According to one embodiment, the membrane is connected to the loudspeaker frame via an airtight bead. This makes it possible to adjust the vibration behavior of the membrane by appropriate choice of material and dimensioning of the bead. Further, bead and membrane are made according to an embodiment of different materials.

According to one embodiment, the loudspeaker basket is made of metal or plastic.

According to one embodiment, the housing of the sound generator is formed of metal or plastic.

According to one embodiment, the housing of the sound generator is formed from two cup-shaped shells, which are soldered, welded, crimped, riveted, glued or screwed together airtight.

According to one embodiment, the membrane is made of metal and in particular of aluminum or titanium or of plastic and in particular of aromatic polyamides.

According to one embodiment, the permanent magnet has rare earths and in particular neodymium and is in particular formed from a neodymium-iron-boron alloy.

Embodiments of an anti-noise system for exhaust systems and / or intake systems of an internal combustion engine-operated vehicle have an anti-noise control and at least one sound generator as described above.
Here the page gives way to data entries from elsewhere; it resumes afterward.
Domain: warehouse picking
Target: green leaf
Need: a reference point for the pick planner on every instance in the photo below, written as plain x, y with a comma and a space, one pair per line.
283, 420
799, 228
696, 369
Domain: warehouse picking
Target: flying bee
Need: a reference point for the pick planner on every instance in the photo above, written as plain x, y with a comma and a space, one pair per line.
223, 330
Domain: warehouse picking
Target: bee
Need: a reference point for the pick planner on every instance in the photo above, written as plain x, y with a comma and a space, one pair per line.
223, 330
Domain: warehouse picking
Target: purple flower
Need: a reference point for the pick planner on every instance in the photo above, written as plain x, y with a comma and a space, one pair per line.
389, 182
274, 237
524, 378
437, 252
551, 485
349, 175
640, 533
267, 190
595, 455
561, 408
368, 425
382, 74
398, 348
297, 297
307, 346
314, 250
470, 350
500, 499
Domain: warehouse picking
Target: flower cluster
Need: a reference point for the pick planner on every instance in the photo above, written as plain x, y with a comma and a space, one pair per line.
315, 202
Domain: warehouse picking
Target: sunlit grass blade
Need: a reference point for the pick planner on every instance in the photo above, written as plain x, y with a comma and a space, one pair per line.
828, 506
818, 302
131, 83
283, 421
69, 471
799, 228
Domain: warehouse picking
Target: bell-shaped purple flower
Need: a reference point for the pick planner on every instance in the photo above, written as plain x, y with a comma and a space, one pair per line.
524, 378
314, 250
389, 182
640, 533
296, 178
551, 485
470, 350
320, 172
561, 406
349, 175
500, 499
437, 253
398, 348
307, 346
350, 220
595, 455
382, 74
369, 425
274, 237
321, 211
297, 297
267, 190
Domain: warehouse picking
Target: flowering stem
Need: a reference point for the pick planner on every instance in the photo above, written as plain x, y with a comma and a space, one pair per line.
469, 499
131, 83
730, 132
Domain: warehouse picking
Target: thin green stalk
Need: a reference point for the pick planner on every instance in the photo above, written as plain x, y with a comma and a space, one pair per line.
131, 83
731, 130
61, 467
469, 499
In this case, the voice coil of the at least one sound generator is electrically connected to the anti-ballast control. The antisound controller is designed to generate a control signal and to the voice coil of the to spend at least one sound generator. The control signal is suitable for extinguishing sound inside the exhaust system or intake system at least partially and preferably completely in magnitude and phase when the voice coil is operated with this control signal.

Embodiments of a motor vehicle include an internal combustion engine with an engine controller, an intake system and an exhaust system in fluid communication with the internal combustion engine, and the antisound system described above. In this case, the at least one sound generator of the anti-ballast system is in fluid communication with the intake system and / or exhaust system. Further, the antisound control of the antisound system is connected to the engine control of the internal combustion engine of the vehicle.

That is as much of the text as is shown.